Un drame qui a particulièrement ému Claire, déjà marquée par la «violence dont la police a fait preuve» pendant les mobilisations contre la réforme des retraites. «Un cap a été franchi, assure-t-elle. Même en mai 68, la police n’était pas aussi violente ; aujourd’hui, pendant les mobilisations, les syndicats ne sont pas épargnés.» Habituée des manifestations depuis un demi-siècle, l’ancienne salariée de la sécurité sociale est frappée par renforcement des dispositifs policiers. «J’ai peur qu’un jour l’un de mes petits-enfants se prenne un tir de flashball», lâche la septuagénaire au milieu du millier de manifestants.
«Chaque année davantage peur»
A quelques mètres, dans le cortège qui s’étoffe, Pierre-Louis et Sacha, lycéens en classe de terminale, ont justement l’âge de ses petits-enfants. «Pour lutter contre la réforme des retraites, on a participé à onze journées de mobilisation», décomptent-ils. Mais Sacha, 16 ans, garde un souvenir amer de sa dernière manifestation, où elle a été touchée par une grenade assourdissante. «Je n’ai pas eu le temps de réfléchir, elle m’a explosé à la tête», se souvient la lycéenne aux cheveux bleus flashy. Dans leur groupe d’amis, plusieurs autres jeunes disent avoir subi des violences policières. Pierre-Louis, 17 ans, considère faire face à un dilemme. «S’il m’arrivait quelque chose, aujourd’hui, il faudrait vraiment que ma vie soit en jeu pour que j’appelle la police. Je me sens plus en danger en leur présence que sécurisé.»

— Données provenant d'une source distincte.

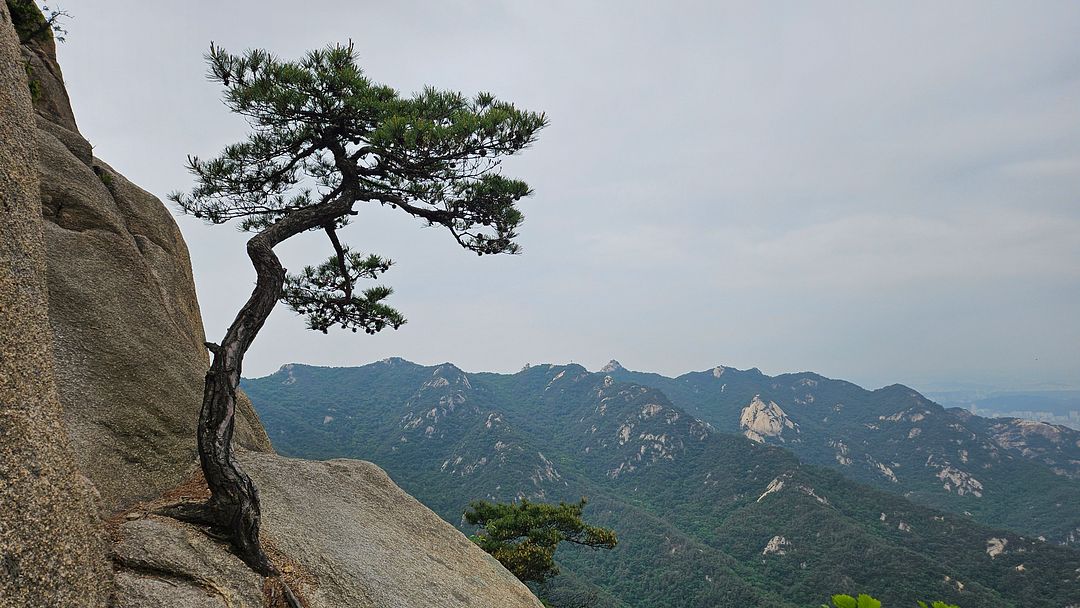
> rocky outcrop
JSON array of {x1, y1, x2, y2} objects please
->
[
  {"x1": 0, "y1": 3, "x2": 111, "y2": 608},
  {"x1": 114, "y1": 452, "x2": 540, "y2": 608},
  {"x1": 6, "y1": 9, "x2": 541, "y2": 608},
  {"x1": 739, "y1": 395, "x2": 799, "y2": 443},
  {"x1": 22, "y1": 9, "x2": 270, "y2": 512}
]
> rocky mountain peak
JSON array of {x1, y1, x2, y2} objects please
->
[{"x1": 600, "y1": 359, "x2": 626, "y2": 374}]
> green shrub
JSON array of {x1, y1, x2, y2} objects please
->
[{"x1": 821, "y1": 593, "x2": 960, "y2": 608}]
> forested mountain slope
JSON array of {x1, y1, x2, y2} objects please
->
[
  {"x1": 605, "y1": 362, "x2": 1080, "y2": 544},
  {"x1": 244, "y1": 359, "x2": 1080, "y2": 607}
]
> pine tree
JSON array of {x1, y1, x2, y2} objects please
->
[
  {"x1": 168, "y1": 43, "x2": 548, "y2": 575},
  {"x1": 464, "y1": 498, "x2": 618, "y2": 583}
]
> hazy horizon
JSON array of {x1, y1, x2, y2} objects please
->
[{"x1": 52, "y1": 0, "x2": 1080, "y2": 390}]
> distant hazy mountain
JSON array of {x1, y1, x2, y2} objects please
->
[
  {"x1": 608, "y1": 362, "x2": 1080, "y2": 544},
  {"x1": 243, "y1": 359, "x2": 1080, "y2": 608}
]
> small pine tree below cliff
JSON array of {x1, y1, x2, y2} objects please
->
[{"x1": 464, "y1": 498, "x2": 618, "y2": 583}]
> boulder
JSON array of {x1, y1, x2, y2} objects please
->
[
  {"x1": 113, "y1": 452, "x2": 541, "y2": 608},
  {"x1": 0, "y1": 3, "x2": 111, "y2": 608},
  {"x1": 22, "y1": 5, "x2": 271, "y2": 513}
]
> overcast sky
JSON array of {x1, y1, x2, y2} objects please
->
[{"x1": 52, "y1": 0, "x2": 1080, "y2": 389}]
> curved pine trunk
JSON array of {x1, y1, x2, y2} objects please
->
[
  {"x1": 199, "y1": 233, "x2": 285, "y2": 576},
  {"x1": 192, "y1": 194, "x2": 351, "y2": 576}
]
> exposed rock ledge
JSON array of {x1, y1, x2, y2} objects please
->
[{"x1": 113, "y1": 452, "x2": 541, "y2": 608}]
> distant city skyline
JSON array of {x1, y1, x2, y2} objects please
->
[{"x1": 58, "y1": 0, "x2": 1080, "y2": 391}]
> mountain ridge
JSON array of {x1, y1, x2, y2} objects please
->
[{"x1": 244, "y1": 362, "x2": 1080, "y2": 607}]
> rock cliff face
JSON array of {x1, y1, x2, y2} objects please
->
[
  {"x1": 0, "y1": 3, "x2": 111, "y2": 608},
  {"x1": 114, "y1": 452, "x2": 541, "y2": 608},
  {"x1": 19, "y1": 9, "x2": 270, "y2": 512}
]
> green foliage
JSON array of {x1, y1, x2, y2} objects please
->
[
  {"x1": 6, "y1": 0, "x2": 71, "y2": 44},
  {"x1": 284, "y1": 247, "x2": 405, "y2": 334},
  {"x1": 243, "y1": 359, "x2": 1080, "y2": 608},
  {"x1": 821, "y1": 593, "x2": 881, "y2": 608},
  {"x1": 464, "y1": 498, "x2": 618, "y2": 583},
  {"x1": 170, "y1": 43, "x2": 548, "y2": 334},
  {"x1": 821, "y1": 593, "x2": 960, "y2": 608}
]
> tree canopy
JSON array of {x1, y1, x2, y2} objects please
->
[{"x1": 170, "y1": 43, "x2": 548, "y2": 575}]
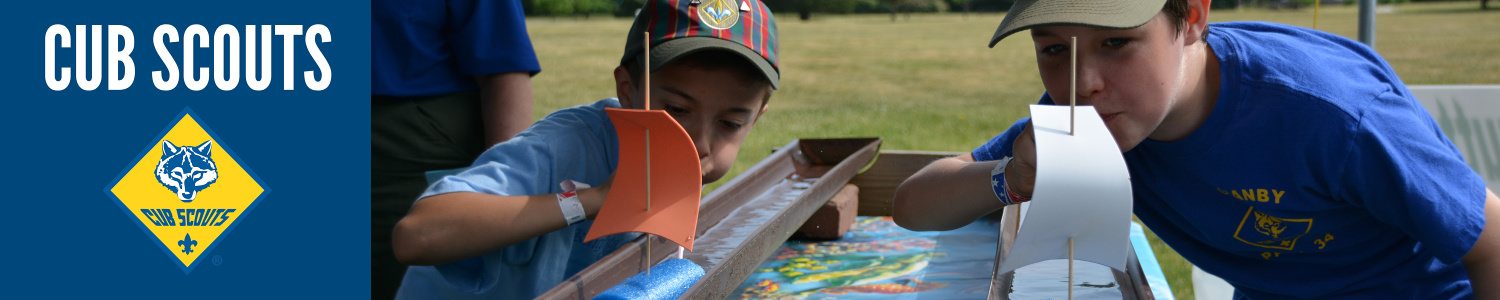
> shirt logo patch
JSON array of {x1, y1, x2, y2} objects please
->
[
  {"x1": 1235, "y1": 207, "x2": 1313, "y2": 251},
  {"x1": 698, "y1": 0, "x2": 740, "y2": 30},
  {"x1": 107, "y1": 110, "x2": 266, "y2": 273}
]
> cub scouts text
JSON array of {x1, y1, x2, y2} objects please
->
[{"x1": 44, "y1": 24, "x2": 333, "y2": 92}]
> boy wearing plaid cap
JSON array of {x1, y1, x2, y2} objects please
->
[
  {"x1": 393, "y1": 0, "x2": 780, "y2": 299},
  {"x1": 896, "y1": 0, "x2": 1500, "y2": 299}
]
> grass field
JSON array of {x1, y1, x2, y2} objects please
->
[{"x1": 527, "y1": 2, "x2": 1500, "y2": 299}]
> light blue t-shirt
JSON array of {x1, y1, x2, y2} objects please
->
[
  {"x1": 396, "y1": 98, "x2": 639, "y2": 299},
  {"x1": 974, "y1": 23, "x2": 1485, "y2": 299}
]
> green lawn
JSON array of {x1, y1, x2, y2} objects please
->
[{"x1": 527, "y1": 2, "x2": 1500, "y2": 299}]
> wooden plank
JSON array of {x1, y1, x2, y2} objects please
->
[
  {"x1": 849, "y1": 150, "x2": 965, "y2": 216},
  {"x1": 792, "y1": 185, "x2": 860, "y2": 240},
  {"x1": 683, "y1": 140, "x2": 881, "y2": 299},
  {"x1": 537, "y1": 140, "x2": 879, "y2": 299}
]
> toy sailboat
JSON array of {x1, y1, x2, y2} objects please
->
[
  {"x1": 584, "y1": 35, "x2": 704, "y2": 251},
  {"x1": 995, "y1": 38, "x2": 1134, "y2": 299}
]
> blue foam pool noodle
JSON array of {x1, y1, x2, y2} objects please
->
[{"x1": 594, "y1": 258, "x2": 705, "y2": 300}]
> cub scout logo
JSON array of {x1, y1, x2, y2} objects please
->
[
  {"x1": 1235, "y1": 207, "x2": 1313, "y2": 251},
  {"x1": 698, "y1": 0, "x2": 740, "y2": 30},
  {"x1": 108, "y1": 110, "x2": 266, "y2": 273}
]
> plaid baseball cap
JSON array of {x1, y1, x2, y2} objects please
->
[
  {"x1": 620, "y1": 0, "x2": 782, "y2": 89},
  {"x1": 990, "y1": 0, "x2": 1167, "y2": 48}
]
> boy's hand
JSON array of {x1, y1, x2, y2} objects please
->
[{"x1": 1005, "y1": 123, "x2": 1037, "y2": 198}]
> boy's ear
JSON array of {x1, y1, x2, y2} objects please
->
[
  {"x1": 1182, "y1": 0, "x2": 1214, "y2": 45},
  {"x1": 615, "y1": 66, "x2": 636, "y2": 108}
]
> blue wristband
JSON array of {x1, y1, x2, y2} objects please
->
[{"x1": 990, "y1": 156, "x2": 1016, "y2": 206}]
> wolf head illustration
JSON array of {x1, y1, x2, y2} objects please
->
[
  {"x1": 1256, "y1": 212, "x2": 1287, "y2": 239},
  {"x1": 156, "y1": 141, "x2": 219, "y2": 203}
]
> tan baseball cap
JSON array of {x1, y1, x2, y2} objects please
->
[
  {"x1": 990, "y1": 0, "x2": 1167, "y2": 48},
  {"x1": 620, "y1": 0, "x2": 782, "y2": 89}
]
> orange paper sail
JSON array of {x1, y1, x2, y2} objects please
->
[{"x1": 584, "y1": 108, "x2": 704, "y2": 251}]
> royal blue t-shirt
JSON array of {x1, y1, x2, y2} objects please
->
[
  {"x1": 974, "y1": 23, "x2": 1485, "y2": 299},
  {"x1": 396, "y1": 99, "x2": 639, "y2": 299},
  {"x1": 371, "y1": 0, "x2": 542, "y2": 98}
]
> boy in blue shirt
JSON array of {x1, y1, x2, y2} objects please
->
[
  {"x1": 393, "y1": 0, "x2": 780, "y2": 299},
  {"x1": 894, "y1": 0, "x2": 1500, "y2": 299}
]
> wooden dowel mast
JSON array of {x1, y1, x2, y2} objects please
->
[
  {"x1": 1068, "y1": 36, "x2": 1079, "y2": 136},
  {"x1": 641, "y1": 30, "x2": 651, "y2": 276}
]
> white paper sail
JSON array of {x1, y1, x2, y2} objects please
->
[{"x1": 999, "y1": 105, "x2": 1131, "y2": 275}]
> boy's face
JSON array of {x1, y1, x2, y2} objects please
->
[
  {"x1": 615, "y1": 63, "x2": 771, "y2": 183},
  {"x1": 1031, "y1": 14, "x2": 1197, "y2": 152}
]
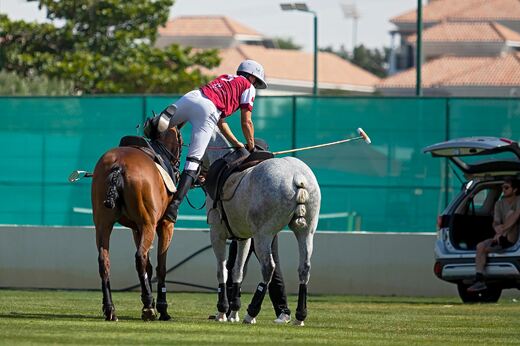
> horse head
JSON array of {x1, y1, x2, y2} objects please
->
[{"x1": 144, "y1": 115, "x2": 184, "y2": 168}]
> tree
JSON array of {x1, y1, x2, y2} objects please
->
[
  {"x1": 0, "y1": 71, "x2": 74, "y2": 96},
  {"x1": 0, "y1": 0, "x2": 220, "y2": 94},
  {"x1": 350, "y1": 45, "x2": 390, "y2": 78}
]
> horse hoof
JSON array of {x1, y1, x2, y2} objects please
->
[
  {"x1": 141, "y1": 308, "x2": 157, "y2": 321},
  {"x1": 105, "y1": 313, "x2": 118, "y2": 322},
  {"x1": 103, "y1": 306, "x2": 117, "y2": 321},
  {"x1": 215, "y1": 312, "x2": 227, "y2": 322},
  {"x1": 159, "y1": 313, "x2": 172, "y2": 321},
  {"x1": 228, "y1": 311, "x2": 240, "y2": 323},
  {"x1": 273, "y1": 312, "x2": 291, "y2": 324},
  {"x1": 293, "y1": 319, "x2": 305, "y2": 327},
  {"x1": 242, "y1": 314, "x2": 256, "y2": 324}
]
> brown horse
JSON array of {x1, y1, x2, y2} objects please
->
[{"x1": 92, "y1": 127, "x2": 182, "y2": 321}]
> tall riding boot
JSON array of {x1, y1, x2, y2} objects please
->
[{"x1": 164, "y1": 170, "x2": 197, "y2": 223}]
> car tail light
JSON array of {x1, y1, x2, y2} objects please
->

Pour Marie-Lou, 34 ans, ce sont ses mobilisations avec les gilets jaunes, et la fête de la musique il y a quatre ans, qui ont fait entrer Nantes dans la liste des villes marquées par les violences policières. Dans la nuit du 21 au 22 juin 2019, Steve Maia Caniço, animateur périscolaire de 24 ans, s’est noyé dans la Loire à la suite d’une opération policière destinée à stopper une soirée électro en cours sur l’île de Nantes. «Des Nahel, il y en a plein», affirme l’auxiliaire de vie en tenant fermement sa pancarte «Justice pour Steve». «J’y étais ce soir-là, c’était le chaos, enchaîne-t-elle. On a chaque année davantage peur de la police. Il faudrait rétablir le dialogue car on a besoin d’eux mais je ne sais pas comment : ce n’est pas le ministre de l’Intérieur actuel qui va arranger les choses.»
«On n’oublie pas»
Il est presque 20 heures quand les manifestants dépassent la tour LU, sans heurt. Bientôt, leur trajet prendra fin à Malakoff, quartier populaire de Nantes. «Les enfants de ces quartiers sont les premières victimes de la répression qui ne fait que grandir», explique Julie, membre de la CGT depuis bientôt dix ans. Derrière elle, deux policiers à moto ferment le cortège. Le cortège ralentit près des premières tours d’habitation du quartier. Julie s’arrête : «Ça va faire trois mois que Nahel a été tué : on veut montrer qu’on n’oublie pas.»